Whoever is elected governor of Maryland in November – Hogan or one of seven Democrats – will inherit the assignment of redrawing the state’s maps following the 2020 census. The Supreme Court left unclear whether, or when, it will rule, so the next governor can thank or blame the court. There’s no easy prescription.
Hogan has repeatedly called for legislation that would create a non-partisan commission to draw district maps. But Democrats have maintained that they would support the idea only if every other state adopts the same approach which, practically, is the only way it would work. Republicans have the most to lose overall if the Supreme Court decides to end gerrymandering, which has dictated the rules of political engagement for nearly 200 years, since 1812, when Gov. Eldridge Gerry of Massachusetts employed the sleight-of-hand to empower his Democratic-Republican Party.
Today’s methods of grabbing and maintaining power are just as blatant but more sophisticated, carried out with surgical precision with computers and encouraged by how the two major political parties have evolved, mainly along racial lines.
The two words often associated with redistricting are “cracking” and “packing” – in one case breaking up and scattering concentrations of votes, and in the other, lumping together similar voters. The most obvious application is the bleaching of districts to create predominately white and black warrens.
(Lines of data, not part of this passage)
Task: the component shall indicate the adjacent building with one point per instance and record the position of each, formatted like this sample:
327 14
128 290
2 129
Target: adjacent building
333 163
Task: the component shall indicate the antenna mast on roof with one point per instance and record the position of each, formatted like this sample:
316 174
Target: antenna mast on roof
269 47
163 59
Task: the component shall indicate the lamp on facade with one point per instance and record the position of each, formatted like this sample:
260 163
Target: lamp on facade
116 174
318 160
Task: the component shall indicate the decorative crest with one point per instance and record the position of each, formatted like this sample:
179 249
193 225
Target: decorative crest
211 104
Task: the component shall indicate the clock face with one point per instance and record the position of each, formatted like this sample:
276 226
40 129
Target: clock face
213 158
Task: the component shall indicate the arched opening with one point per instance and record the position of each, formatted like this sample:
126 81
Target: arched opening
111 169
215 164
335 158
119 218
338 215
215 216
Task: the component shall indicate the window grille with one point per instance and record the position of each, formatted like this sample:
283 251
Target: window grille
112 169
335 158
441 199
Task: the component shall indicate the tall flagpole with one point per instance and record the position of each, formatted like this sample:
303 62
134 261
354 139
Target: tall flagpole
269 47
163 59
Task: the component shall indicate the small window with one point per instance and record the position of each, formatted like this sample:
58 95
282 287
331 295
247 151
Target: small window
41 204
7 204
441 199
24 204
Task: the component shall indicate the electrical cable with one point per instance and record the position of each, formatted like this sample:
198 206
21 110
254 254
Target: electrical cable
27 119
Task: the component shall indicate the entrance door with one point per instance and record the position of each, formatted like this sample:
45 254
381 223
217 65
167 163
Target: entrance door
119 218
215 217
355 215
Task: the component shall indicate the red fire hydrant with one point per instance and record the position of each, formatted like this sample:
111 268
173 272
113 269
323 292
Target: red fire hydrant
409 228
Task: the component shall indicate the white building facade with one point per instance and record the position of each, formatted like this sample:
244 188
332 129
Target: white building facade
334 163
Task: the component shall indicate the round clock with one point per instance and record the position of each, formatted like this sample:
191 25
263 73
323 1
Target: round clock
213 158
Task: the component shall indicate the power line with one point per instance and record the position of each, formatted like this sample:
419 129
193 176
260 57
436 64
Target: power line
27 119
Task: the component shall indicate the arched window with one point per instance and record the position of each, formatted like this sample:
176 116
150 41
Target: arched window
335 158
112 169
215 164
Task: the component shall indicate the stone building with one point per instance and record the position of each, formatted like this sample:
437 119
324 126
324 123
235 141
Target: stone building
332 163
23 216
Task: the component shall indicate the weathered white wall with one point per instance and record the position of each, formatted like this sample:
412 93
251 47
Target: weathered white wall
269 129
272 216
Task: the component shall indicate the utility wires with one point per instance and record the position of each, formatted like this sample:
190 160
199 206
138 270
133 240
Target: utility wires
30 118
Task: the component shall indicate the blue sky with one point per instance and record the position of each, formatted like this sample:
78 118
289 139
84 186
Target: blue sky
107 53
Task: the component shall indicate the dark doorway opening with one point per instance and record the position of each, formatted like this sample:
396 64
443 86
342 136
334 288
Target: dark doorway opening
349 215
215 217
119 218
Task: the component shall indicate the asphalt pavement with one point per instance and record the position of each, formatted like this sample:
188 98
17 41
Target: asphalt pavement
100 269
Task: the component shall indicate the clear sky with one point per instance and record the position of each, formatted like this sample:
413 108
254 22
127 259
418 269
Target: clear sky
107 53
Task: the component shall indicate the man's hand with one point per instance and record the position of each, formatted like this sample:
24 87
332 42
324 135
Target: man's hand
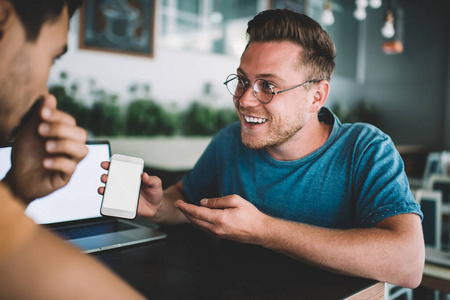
45 152
150 197
230 217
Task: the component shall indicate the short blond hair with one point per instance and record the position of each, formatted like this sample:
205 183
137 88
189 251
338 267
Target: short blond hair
279 25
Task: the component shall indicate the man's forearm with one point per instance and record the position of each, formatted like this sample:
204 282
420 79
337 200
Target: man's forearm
392 252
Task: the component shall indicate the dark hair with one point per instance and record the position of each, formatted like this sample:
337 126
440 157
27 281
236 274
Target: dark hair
285 25
34 13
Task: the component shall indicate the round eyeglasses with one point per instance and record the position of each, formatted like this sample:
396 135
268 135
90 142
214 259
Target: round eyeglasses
262 89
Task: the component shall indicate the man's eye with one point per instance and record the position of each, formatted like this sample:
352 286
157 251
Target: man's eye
267 85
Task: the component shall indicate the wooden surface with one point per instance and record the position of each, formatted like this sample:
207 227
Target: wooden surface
436 277
190 264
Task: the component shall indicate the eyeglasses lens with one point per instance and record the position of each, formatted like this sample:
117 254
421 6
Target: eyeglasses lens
235 85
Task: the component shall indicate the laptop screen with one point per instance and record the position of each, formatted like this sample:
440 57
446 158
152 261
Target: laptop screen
78 199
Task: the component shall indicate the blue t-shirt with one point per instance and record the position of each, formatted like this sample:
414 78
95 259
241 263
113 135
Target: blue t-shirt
354 180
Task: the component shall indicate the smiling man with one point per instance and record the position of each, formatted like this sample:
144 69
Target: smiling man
35 264
289 176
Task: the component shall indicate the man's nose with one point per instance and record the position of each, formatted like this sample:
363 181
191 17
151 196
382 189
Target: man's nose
249 99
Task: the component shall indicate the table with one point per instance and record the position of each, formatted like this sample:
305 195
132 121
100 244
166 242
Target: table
436 277
191 264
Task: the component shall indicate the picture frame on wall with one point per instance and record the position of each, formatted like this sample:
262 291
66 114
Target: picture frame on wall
118 26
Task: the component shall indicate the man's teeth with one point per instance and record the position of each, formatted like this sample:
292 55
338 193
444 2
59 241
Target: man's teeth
255 120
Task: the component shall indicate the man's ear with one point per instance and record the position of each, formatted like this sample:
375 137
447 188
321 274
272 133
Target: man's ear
6 12
320 95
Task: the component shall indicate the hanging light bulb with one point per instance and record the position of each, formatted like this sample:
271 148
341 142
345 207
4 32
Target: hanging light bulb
375 4
360 12
327 17
388 30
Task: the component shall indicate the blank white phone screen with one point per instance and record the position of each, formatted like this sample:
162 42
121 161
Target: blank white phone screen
122 186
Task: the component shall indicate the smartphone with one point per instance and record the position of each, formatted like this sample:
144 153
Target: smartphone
121 196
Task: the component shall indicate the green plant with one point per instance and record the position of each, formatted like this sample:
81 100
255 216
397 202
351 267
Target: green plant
105 117
201 119
71 106
146 117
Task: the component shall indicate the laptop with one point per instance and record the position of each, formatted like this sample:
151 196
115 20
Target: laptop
73 212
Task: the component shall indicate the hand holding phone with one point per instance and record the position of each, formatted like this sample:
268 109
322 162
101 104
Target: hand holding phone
121 195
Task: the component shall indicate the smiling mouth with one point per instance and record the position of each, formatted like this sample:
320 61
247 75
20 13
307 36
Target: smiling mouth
254 120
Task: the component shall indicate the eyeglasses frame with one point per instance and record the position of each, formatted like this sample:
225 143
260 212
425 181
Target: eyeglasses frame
254 93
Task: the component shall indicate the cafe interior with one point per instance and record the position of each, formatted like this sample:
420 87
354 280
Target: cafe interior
392 71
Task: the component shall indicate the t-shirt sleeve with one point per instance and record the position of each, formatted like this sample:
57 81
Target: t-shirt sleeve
381 186
16 228
202 181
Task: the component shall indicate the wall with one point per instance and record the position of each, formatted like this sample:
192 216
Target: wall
409 90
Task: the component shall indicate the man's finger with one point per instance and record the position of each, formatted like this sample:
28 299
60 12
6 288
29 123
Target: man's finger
221 203
70 148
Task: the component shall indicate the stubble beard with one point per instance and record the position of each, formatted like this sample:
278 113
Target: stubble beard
277 135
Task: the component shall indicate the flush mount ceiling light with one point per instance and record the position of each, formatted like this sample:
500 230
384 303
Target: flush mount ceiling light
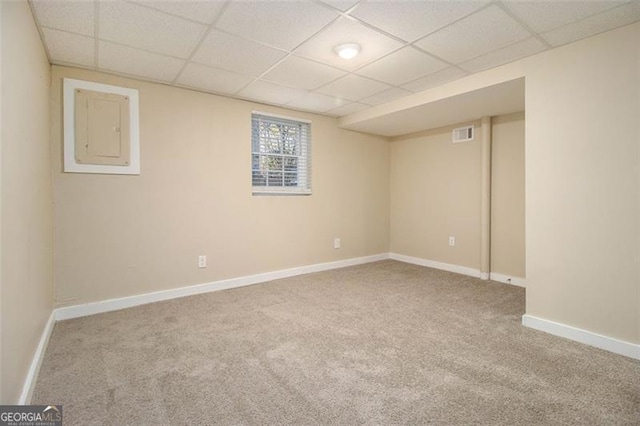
347 50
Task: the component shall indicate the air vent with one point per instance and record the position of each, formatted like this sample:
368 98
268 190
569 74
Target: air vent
463 134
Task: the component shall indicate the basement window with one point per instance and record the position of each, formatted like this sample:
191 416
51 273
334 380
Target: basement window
280 155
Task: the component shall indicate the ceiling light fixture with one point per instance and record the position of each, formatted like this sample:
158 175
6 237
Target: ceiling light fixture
347 50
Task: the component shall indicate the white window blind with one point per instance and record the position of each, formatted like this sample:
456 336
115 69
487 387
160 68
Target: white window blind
281 155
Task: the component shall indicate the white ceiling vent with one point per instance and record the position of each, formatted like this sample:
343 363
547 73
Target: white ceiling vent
463 134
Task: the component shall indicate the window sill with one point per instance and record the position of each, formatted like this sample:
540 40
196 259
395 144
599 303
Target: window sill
280 191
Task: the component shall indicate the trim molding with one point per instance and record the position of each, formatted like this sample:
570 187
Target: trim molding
610 344
508 279
493 276
77 311
437 265
36 362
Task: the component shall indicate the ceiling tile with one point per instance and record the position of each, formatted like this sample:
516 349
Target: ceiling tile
212 79
200 11
404 65
144 28
235 54
283 24
436 79
348 109
69 48
410 20
342 5
302 73
596 24
353 87
271 93
475 35
518 50
75 17
115 57
317 102
543 16
386 96
372 44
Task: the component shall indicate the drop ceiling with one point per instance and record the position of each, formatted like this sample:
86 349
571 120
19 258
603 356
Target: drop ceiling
281 52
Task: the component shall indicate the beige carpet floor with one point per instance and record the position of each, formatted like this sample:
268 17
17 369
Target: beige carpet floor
384 343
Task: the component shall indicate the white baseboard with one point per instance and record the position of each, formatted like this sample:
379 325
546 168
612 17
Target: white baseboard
76 311
508 279
610 344
436 265
36 362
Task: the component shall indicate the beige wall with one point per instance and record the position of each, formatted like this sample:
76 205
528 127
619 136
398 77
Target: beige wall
27 287
582 184
124 235
436 190
435 193
507 196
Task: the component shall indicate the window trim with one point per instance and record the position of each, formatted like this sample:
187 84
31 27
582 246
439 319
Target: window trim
284 190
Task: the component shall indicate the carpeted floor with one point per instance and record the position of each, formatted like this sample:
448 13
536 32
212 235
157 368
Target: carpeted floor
382 343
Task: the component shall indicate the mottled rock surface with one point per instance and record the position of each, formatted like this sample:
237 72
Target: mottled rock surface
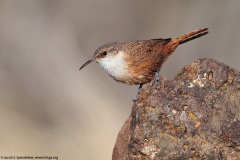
194 116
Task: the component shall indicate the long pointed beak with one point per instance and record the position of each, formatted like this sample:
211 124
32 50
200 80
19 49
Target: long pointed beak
88 62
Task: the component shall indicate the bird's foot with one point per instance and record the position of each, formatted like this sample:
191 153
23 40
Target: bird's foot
138 92
156 79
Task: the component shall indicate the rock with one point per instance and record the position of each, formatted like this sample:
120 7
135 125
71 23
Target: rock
194 116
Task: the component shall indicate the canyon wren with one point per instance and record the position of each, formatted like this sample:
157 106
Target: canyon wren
136 62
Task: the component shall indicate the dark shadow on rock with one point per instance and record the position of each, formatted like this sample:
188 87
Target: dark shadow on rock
194 116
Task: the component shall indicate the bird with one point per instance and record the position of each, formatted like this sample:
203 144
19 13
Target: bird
138 62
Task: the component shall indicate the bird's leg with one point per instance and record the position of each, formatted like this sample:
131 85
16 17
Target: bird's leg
156 79
138 92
This has been achieved, in many cases, with the winking connivance of black leaders to assure safe black seats (at the same time they guarantee unchallenged white seats.)
Be wary of any hope for redistricting reform. It could make a bad system even worse because there is no easy formulaic solution. And be especially wary of this Supreme Court, which is more political than most, and more sensitive to the elected officials who nominate and approve federal judicial appointments along ideological lines.